I am ambivalent about this book.
It had lots of information and was fairly interesting. I thought her suggestion, based on the work of other authors that Henry VIII might have had Kells syndrome was interesting and there is a decent bibliography of popular history books for more information. I did appreciate her pointing out that the ‘witch craze’ was later than this period, during periods of social upheaval, and most of the criticism of Anne Boleyn was from later Catholic writers who really didn’t like her or her daughter. I do hope historical fiction writers take note: no one called Anne Boleyn a witch at her trial, and the way Henry referred to her as ‘bewitching’ him had more to do with his own ego than superstition.
But.
The book doesn’t do what it sets out to do; it only really covered in any detail the reign of Henry VIII, not the whole Tudor period, and there were a few things that struck me as not quite right. I am passing the book to my sister, who is a bit of an expert in all things Henry VIII, for further assessment.
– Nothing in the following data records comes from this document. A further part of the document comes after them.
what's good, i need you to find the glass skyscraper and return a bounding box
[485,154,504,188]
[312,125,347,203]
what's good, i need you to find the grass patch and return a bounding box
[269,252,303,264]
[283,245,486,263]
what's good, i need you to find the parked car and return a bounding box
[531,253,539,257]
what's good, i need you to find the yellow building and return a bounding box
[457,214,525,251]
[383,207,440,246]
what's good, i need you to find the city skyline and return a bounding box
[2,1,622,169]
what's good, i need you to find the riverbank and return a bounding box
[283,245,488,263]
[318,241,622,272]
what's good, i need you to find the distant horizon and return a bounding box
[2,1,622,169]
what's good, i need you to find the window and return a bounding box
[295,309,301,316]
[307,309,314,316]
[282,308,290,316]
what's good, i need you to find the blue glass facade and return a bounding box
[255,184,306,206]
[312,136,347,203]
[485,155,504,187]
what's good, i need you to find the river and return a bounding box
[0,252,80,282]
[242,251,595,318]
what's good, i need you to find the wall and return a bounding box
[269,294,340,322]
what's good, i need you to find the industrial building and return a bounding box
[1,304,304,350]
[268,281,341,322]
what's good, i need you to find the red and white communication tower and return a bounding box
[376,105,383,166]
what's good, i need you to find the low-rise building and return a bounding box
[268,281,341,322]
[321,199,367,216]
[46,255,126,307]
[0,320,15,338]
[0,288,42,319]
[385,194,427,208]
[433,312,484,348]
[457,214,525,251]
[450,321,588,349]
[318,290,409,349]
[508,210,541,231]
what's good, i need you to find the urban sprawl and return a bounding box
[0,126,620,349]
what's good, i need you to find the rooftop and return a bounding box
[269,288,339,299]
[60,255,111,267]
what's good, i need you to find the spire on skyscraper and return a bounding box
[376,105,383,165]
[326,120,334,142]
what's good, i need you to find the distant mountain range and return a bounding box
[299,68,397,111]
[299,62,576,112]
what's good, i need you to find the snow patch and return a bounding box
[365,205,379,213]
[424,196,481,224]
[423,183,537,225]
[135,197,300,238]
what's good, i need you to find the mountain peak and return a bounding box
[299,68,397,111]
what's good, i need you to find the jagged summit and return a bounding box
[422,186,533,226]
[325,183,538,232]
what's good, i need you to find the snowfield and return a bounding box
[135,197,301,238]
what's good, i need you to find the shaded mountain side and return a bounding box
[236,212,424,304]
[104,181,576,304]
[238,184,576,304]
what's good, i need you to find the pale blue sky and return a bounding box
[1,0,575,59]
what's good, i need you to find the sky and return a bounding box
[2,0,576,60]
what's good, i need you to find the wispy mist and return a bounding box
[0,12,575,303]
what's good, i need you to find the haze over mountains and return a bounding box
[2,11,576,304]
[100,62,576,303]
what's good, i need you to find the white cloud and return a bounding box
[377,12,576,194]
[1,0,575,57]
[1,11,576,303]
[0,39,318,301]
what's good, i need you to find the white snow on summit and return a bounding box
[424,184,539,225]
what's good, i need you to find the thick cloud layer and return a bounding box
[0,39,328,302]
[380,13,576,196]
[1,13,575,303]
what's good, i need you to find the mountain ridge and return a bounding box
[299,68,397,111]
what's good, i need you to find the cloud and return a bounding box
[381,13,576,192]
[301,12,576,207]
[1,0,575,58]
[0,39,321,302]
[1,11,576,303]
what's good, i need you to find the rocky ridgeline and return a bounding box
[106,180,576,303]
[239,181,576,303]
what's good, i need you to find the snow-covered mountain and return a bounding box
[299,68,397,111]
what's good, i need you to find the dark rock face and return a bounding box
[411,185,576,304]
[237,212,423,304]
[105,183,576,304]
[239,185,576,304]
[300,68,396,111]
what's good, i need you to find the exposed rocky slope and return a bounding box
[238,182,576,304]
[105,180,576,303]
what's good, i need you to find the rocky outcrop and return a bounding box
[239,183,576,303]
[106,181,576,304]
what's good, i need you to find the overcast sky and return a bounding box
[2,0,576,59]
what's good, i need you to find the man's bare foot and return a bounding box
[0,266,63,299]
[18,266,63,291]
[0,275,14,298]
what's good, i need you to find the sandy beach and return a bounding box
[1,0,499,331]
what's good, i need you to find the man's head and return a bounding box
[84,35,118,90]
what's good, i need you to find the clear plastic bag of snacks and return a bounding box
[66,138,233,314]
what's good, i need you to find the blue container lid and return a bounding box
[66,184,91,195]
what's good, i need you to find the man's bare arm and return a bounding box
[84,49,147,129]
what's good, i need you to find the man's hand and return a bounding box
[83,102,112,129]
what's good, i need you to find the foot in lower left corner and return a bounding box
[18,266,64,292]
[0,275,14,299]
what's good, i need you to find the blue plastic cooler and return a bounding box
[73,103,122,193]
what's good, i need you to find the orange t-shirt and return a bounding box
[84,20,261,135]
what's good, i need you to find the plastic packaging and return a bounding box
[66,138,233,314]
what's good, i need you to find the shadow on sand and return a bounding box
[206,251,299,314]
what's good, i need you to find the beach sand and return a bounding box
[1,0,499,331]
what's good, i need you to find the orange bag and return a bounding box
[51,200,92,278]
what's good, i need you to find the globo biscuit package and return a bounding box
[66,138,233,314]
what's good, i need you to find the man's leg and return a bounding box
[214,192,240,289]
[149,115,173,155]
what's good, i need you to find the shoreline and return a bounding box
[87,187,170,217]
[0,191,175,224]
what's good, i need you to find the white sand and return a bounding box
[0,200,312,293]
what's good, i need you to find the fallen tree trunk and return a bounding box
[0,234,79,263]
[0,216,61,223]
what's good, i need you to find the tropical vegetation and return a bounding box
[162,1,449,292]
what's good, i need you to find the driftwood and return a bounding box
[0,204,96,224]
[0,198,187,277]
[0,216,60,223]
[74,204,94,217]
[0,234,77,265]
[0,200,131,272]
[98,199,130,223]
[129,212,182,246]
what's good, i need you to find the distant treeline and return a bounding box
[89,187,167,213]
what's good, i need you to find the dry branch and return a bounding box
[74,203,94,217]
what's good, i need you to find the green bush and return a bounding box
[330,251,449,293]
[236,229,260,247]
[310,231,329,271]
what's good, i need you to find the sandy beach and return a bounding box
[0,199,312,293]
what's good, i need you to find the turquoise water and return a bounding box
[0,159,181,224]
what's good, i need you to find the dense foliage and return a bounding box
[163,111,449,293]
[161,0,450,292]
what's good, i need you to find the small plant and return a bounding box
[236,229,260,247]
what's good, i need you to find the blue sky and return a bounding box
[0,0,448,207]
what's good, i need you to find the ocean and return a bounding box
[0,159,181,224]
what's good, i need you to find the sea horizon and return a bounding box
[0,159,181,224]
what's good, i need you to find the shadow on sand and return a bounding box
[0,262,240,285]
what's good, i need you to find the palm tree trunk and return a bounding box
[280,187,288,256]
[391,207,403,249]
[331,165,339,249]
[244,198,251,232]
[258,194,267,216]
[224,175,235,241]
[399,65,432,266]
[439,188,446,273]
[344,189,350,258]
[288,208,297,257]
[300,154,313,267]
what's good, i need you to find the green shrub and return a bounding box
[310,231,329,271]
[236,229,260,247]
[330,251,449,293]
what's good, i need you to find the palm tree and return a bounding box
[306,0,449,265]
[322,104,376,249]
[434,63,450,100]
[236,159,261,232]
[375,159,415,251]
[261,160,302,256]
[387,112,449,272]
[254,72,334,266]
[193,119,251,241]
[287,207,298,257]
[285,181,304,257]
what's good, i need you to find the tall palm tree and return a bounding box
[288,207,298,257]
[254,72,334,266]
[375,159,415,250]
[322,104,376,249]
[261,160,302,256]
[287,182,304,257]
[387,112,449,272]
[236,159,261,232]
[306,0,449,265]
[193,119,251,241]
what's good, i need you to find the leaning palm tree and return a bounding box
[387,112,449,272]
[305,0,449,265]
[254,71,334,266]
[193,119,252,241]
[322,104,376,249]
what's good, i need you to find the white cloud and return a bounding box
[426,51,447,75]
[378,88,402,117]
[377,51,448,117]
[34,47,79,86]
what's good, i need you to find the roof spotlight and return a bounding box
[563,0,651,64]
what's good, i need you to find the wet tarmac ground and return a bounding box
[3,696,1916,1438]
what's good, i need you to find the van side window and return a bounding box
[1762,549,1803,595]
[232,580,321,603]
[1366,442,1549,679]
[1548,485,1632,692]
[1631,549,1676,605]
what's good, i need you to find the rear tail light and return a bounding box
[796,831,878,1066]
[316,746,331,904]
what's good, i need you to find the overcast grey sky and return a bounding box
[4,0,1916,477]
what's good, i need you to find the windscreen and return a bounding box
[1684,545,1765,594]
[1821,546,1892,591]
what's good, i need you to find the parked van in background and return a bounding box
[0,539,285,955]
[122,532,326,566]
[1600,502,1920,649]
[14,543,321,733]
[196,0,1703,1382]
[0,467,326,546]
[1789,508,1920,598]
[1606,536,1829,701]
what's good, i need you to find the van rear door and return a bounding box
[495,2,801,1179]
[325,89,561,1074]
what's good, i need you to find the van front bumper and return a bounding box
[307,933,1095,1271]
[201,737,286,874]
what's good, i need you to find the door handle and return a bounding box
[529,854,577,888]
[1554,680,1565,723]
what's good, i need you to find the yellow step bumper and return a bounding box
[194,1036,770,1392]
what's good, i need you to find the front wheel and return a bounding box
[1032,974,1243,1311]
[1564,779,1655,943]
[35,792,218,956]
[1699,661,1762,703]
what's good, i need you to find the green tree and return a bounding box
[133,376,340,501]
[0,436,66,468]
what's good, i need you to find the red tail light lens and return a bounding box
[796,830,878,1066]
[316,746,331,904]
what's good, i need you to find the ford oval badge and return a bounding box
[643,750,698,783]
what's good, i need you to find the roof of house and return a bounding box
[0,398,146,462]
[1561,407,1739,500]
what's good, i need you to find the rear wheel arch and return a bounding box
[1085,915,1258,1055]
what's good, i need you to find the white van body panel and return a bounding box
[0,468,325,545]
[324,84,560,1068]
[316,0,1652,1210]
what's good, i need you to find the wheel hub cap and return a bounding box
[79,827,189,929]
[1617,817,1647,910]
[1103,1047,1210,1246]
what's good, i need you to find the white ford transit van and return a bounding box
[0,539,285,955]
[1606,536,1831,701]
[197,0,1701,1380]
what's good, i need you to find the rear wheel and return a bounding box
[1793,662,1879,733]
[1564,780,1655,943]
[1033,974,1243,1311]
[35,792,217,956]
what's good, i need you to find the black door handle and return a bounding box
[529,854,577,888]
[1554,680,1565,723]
I think some other reviewers have made mistakes in their criticisms, (McGrath didn’t say Henry didn’t have many children because he was impotent, for example, as one reviewer on Good Reads alleges, she said that he became impotent later in life due to his illnesses) but I agree with those that complain about the quality of the writing. It is awkward and repetitive. I’m sure McGrath spelt Katherine Howard’s name two or three different ways. There were odd moments when the writing felt like it came from another pen, a wittier one. I don’t know if that was her ‘novelist’-self escaping or if she was in a different state of mind when she wrote them, but it was jarring. The entire book could have been entertaining and comprehensive, but it wasn’t.
About Carol McGrath
Following a first degree in English and History, Carol McGrath completed an MA in Creative Writing from The Seamus Heaney Centre, Queens University Belfast, followed by an MPhil in English from University of London. The Handfasted Wife was shortlisted for the Romantic novel of the Year. The Woman in the Shadows, a best-selling historical novel about Elizabeth Cromwell, wife of Henry VIII’s statesman Thomas Cromwell, was republished by Headline in 2020. She is writes Historical non-fiction and fiction.